Czechoslovak Exile After 1948: Activities, Problems, and International Cooperation

The exile after the coup in 1948 and the fate of Czechs abroad, who sought the return of freedom and democracy to their homeland, enslaved by the Communists, are an integral part of our modern history. However, this phenomenon is still neglected and the general public has only fragmentary information about it. Researchers are still unable to agree on the intensities of individual waves of emigration between 1948-1989. The most likely figure would be probably 250,000 people in total. The estimate of Czechoslovak State Security at the end of 1948 states 8614 refugees. Their first steps in the free world brought these people into the so-called displaced persons camps in Western occupation zones of Germany and Austria or in Italy.

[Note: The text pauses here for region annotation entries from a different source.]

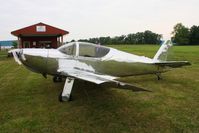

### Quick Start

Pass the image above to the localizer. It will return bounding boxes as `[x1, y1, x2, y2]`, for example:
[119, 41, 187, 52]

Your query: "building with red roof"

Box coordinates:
[11, 23, 69, 48]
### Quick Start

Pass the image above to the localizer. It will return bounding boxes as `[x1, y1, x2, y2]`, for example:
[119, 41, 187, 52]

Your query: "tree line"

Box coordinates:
[77, 30, 162, 45]
[171, 23, 199, 45]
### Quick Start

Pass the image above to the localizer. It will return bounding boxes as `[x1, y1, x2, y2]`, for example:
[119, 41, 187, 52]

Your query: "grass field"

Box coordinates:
[0, 45, 199, 133]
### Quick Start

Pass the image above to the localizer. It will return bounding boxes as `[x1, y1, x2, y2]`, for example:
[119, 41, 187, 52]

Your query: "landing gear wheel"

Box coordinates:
[156, 73, 162, 80]
[53, 76, 62, 83]
[58, 92, 72, 102]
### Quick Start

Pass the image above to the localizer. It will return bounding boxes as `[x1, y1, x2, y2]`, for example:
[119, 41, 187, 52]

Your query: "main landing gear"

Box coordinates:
[59, 77, 75, 102]
[155, 73, 162, 80]
[53, 76, 62, 83]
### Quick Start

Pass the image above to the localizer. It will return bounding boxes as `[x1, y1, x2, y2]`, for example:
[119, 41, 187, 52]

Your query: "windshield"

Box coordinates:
[79, 42, 110, 58]
[58, 42, 76, 55]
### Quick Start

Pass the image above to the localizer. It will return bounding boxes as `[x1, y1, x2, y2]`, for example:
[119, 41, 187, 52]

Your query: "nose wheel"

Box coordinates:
[59, 77, 75, 102]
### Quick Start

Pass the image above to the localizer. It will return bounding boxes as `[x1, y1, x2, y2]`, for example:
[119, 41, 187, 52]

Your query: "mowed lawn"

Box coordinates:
[0, 45, 199, 133]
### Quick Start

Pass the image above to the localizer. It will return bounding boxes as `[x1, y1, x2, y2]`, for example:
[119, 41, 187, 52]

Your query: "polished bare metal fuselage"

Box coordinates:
[19, 49, 168, 77]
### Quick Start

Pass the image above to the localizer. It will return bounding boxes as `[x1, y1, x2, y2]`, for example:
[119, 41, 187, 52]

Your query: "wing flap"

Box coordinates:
[58, 69, 117, 84]
[154, 61, 191, 68]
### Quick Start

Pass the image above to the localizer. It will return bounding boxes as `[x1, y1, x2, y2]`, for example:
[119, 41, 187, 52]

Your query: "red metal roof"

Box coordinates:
[11, 23, 69, 36]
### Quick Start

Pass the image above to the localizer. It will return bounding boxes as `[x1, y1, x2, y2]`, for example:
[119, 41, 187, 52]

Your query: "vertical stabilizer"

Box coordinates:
[153, 40, 172, 62]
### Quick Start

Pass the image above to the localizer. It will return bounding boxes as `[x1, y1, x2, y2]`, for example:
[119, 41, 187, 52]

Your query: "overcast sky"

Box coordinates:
[0, 0, 199, 41]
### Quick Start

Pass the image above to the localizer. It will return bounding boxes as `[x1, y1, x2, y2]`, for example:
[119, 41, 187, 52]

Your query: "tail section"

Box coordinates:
[153, 40, 191, 68]
[153, 40, 172, 62]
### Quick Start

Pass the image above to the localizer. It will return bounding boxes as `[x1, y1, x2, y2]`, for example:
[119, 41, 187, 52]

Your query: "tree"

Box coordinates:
[172, 23, 189, 45]
[12, 41, 18, 48]
[189, 25, 199, 45]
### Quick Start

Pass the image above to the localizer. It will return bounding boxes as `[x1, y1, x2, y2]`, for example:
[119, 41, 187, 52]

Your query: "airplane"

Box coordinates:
[9, 40, 191, 101]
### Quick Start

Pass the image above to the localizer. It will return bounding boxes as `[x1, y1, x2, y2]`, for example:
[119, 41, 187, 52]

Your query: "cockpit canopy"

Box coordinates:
[58, 42, 110, 58]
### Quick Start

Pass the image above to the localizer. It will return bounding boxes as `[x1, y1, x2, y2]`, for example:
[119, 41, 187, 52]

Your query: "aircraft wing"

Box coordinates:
[58, 69, 117, 84]
[58, 69, 150, 92]
[154, 61, 191, 68]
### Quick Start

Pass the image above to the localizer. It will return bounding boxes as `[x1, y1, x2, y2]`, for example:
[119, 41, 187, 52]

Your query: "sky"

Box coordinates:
[0, 0, 199, 41]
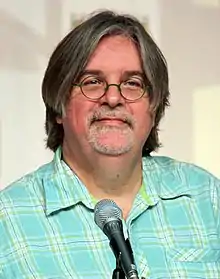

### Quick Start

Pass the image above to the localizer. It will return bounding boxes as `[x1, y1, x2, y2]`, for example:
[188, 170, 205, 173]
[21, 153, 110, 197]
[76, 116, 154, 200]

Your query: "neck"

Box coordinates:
[63, 144, 142, 218]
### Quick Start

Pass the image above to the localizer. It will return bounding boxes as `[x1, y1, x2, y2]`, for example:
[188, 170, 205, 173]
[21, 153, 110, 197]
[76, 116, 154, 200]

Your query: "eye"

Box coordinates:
[81, 76, 103, 86]
[122, 79, 143, 89]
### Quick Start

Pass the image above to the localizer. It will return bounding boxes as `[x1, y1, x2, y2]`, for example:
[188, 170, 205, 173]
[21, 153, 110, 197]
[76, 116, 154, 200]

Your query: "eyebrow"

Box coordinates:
[81, 69, 145, 78]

The first periodicals were published, the first seeds of political activity were born and later developed by numerous exile groups and entities. Almost seven dozens of newspapers, magazines and newsletters, and nearly one hundred ninety Czechs institutions, including political organizations, parties, academic clubs or think-tanks, operated in the free world after 1948. Despite the promising start and international support, the so called Council of Free Czechoslovakia, meant as the umbrella body for the entire exile, writhed in crisis, fell apart and reunited again, its members were wasting time with endless quarrels and were continuously losing the confidence of the exile public and their donors from the U.S. government. As time passed, the atmosphere in the exile changed, new topics, challenges and leaders raised. Dr. Nekola will discuss all aspects of the Czechoslovak Cold War exile in his contribution.